Multiplex barcodes In addition to the current sample being extracted from the sequencing file, you may indicate which other barcodes to extract as well in this field. Sequence reads with these barcodes will be extracted and saved for later use by additional runs of the pipeline for samples corresponding to them. This is an optional field, but can shorten overall running time by processing the sequencing file once instead of each time. To indicate which barcodes to extract, use upper-case barcodes separated by a semi-colon, such as AAAA;CCCC;GGGG. The current sample’s barcode will be extracted even if this field is left empty, and only corresponds to the other samples in the sequencing file. Default none

Input format The sequencing file output assigns a quality score to each base position in a read. fastq refers to the Sanger/Illumina 1.8+ and fastq-illumina refers to Solexa/Illumina 1.3+/1.5+. The sequencing file you receive may not likely give any indication of this format, the file being labelled with a general ‘.txt’, ‘.seq’, or ‘.fastq’ file extension. For further explanation, please visit http://www.wikipedia.org/wiki/FASTQ_format. The pipeline will raise an error while processing if this format appears to be incorrect. Default fastq

General Options

These option may vary less from sample to sample, and are maintained between sessions of Xpression. These options are recorded in ‘.xpression_settings’ located in the user’s home folder.

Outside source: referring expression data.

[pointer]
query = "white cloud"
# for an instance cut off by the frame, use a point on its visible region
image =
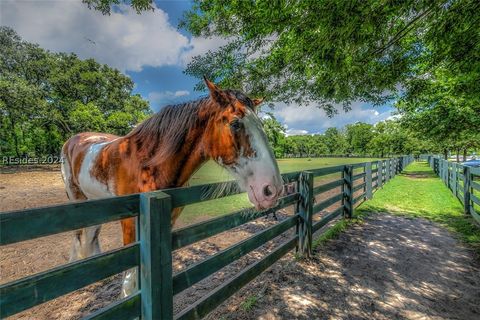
(296, 132)
(199, 46)
(159, 99)
(125, 39)
(181, 93)
(310, 119)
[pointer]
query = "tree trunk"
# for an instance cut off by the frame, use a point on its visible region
(14, 134)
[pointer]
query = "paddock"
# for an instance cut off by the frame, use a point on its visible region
(94, 297)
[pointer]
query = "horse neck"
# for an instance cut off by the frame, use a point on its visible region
(173, 168)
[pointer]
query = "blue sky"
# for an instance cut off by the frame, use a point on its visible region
(152, 51)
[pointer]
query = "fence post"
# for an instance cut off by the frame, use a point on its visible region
(466, 189)
(380, 174)
(348, 191)
(454, 178)
(387, 170)
(306, 213)
(368, 180)
(156, 256)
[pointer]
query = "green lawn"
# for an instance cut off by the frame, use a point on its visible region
(211, 172)
(419, 193)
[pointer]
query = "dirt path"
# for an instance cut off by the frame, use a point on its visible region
(388, 267)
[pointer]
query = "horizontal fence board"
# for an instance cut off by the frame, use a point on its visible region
(357, 165)
(29, 224)
(125, 309)
(475, 199)
(475, 185)
(222, 293)
(359, 187)
(327, 186)
(358, 176)
(329, 217)
(27, 292)
(474, 215)
(359, 198)
(203, 269)
(327, 203)
(326, 170)
(475, 171)
(188, 235)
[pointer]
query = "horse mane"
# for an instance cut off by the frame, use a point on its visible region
(168, 127)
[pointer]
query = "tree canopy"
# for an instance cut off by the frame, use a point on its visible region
(329, 52)
(47, 97)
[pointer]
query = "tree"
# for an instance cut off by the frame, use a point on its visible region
(328, 52)
(275, 132)
(105, 6)
(359, 136)
(47, 97)
(335, 141)
(442, 110)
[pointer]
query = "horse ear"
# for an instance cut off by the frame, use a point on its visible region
(215, 92)
(257, 102)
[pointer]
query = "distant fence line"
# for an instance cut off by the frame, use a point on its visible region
(463, 181)
(152, 252)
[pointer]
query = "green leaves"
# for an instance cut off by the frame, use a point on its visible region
(331, 52)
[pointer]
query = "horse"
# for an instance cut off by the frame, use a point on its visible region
(164, 151)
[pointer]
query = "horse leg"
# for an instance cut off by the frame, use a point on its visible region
(85, 241)
(130, 277)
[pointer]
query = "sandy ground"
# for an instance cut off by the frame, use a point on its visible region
(386, 268)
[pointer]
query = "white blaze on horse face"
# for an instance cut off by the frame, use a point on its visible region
(90, 186)
(259, 175)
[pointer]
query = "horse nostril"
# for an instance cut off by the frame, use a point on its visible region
(269, 191)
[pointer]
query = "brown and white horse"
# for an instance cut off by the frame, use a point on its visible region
(163, 152)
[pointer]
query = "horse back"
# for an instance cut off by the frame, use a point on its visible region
(75, 152)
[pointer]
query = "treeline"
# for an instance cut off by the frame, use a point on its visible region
(46, 97)
(387, 138)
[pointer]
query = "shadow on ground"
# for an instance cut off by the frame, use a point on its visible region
(388, 267)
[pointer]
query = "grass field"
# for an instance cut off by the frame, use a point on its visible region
(418, 192)
(211, 172)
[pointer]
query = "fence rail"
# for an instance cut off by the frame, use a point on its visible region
(152, 252)
(463, 181)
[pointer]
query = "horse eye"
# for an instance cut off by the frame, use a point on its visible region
(235, 125)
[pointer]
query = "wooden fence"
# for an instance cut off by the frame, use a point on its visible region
(152, 253)
(464, 181)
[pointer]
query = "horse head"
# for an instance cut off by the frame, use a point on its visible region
(238, 143)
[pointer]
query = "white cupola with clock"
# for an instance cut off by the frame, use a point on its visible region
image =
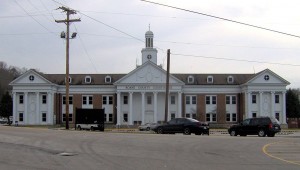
(149, 53)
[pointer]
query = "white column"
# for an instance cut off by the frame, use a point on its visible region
(50, 108)
(260, 104)
(14, 107)
(249, 105)
(143, 108)
(37, 105)
(25, 115)
(130, 108)
(179, 104)
(283, 108)
(118, 108)
(155, 107)
(272, 104)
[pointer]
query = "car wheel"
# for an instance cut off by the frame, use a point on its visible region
(160, 130)
(261, 133)
(187, 131)
(233, 133)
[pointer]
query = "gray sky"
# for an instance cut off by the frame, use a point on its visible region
(111, 34)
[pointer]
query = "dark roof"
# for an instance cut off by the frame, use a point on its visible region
(199, 79)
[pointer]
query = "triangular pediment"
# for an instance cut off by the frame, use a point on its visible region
(30, 77)
(267, 77)
(148, 73)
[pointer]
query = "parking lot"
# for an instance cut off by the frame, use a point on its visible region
(40, 148)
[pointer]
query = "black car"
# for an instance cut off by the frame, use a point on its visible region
(183, 125)
(260, 126)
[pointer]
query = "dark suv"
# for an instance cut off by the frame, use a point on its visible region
(260, 126)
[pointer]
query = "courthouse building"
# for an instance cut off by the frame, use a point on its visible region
(138, 97)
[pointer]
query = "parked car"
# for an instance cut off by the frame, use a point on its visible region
(260, 126)
(183, 125)
(147, 126)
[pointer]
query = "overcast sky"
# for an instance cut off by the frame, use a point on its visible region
(111, 34)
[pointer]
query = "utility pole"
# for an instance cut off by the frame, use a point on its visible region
(167, 87)
(67, 21)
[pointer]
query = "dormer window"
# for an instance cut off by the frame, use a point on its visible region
(190, 79)
(87, 79)
(210, 79)
(230, 79)
(107, 79)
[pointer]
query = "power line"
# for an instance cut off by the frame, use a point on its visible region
(231, 59)
(221, 18)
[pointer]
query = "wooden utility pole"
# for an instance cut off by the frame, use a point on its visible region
(167, 87)
(67, 22)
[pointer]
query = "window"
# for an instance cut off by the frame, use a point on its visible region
(194, 100)
(190, 99)
(210, 79)
(172, 115)
(149, 100)
(87, 100)
(276, 98)
(190, 79)
(44, 117)
(277, 116)
(207, 99)
(21, 99)
(230, 79)
(70, 117)
(107, 79)
(172, 99)
(211, 117)
(21, 117)
(87, 79)
(187, 100)
(231, 117)
(214, 99)
(125, 117)
(70, 99)
(125, 99)
(211, 99)
(254, 99)
(110, 117)
(44, 99)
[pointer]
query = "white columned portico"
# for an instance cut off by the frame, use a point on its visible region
(179, 114)
(25, 115)
(143, 107)
(155, 107)
(272, 104)
(283, 107)
(249, 105)
(37, 108)
(14, 107)
(118, 108)
(130, 108)
(260, 104)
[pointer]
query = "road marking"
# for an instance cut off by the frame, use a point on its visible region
(281, 156)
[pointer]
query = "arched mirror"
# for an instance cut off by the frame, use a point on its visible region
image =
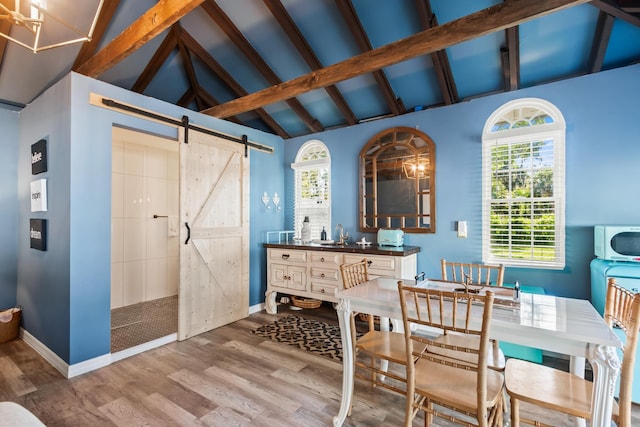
(397, 182)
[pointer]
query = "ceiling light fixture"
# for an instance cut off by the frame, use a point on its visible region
(415, 169)
(35, 22)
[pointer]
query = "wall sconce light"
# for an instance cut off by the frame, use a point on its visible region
(265, 201)
(415, 169)
(58, 32)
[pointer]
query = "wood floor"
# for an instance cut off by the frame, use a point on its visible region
(225, 377)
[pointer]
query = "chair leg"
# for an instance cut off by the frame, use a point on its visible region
(515, 412)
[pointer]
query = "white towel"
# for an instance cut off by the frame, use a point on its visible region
(7, 315)
(173, 226)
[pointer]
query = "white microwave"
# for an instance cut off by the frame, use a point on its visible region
(617, 242)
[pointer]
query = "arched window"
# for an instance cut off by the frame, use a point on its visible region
(313, 188)
(523, 185)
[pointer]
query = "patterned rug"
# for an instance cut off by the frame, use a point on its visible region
(310, 335)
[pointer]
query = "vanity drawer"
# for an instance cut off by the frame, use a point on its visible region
(327, 259)
(329, 274)
(287, 255)
(324, 288)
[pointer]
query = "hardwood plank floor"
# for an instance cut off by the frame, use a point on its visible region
(225, 377)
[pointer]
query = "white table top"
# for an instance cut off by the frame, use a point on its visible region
(562, 325)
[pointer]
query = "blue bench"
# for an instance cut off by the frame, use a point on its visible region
(520, 351)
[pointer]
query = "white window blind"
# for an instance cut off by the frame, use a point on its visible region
(524, 185)
(313, 188)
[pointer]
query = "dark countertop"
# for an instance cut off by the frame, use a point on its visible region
(372, 249)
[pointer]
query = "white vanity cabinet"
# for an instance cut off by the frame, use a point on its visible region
(313, 271)
(287, 269)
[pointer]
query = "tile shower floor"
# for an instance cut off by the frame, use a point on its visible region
(136, 324)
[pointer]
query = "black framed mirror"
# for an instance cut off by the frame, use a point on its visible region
(397, 182)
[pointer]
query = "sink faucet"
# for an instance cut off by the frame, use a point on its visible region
(467, 282)
(342, 237)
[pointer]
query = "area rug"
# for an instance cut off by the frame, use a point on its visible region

Allowed mismatches Number of allowed mismatches between the read to be mapped and the fasta reference genome in step 2. Default 2

CPU processes Number of processes to be run simultaneously (in parallel). This is usually set to 2 processes per CPU core, so quad-core computers would have 8 processes and dual-core would be half of that, 4. This value can be set higher or lower depending on the capacity of the CPU, but higher values may make the system unresponsive or unstable. Default 2

Output location Directory where sample runs are saved to. Each sequencing file will have a folder in this location and each sample a subfolder within this folder. This is the folder to look in to find the results when a sample has been processed. Default user home

Package results Compress mapping statistics, expression_profile, and/or visualization files after analysis for conveniece. Default checked

Storing parameters for later use

It may be useful to save a copy of a set of parameters that are used often, or for later reference. The set of parameters can be saved and opened to speed up repeated analyses.

Saving Xpression parameter file

The set of options used for a sample can be saved as a parameter file for later use. For each sample, an option file is automatically generated and saved in the sample’s output folder. To save the current sample settings, select Save or Save As from the File menu.

If the sample was queued and the details are now changed in the main window, that sample can still be saved by clicking the ‘Save’ button from the Details window accessed via the Sample List window.

Opening an Xpression parameter file

An Xpression parameter file can be opened to use a previously saved set of options. Xpression will look for the reference files defined in the parameter file, so if these have been moved or deleted a pop-up window will notify you of anything that needs to be fixed. Missing or invalid entry fields will be highlighted. To open a file, select ‘Open’ from the File menu and browse to the file location.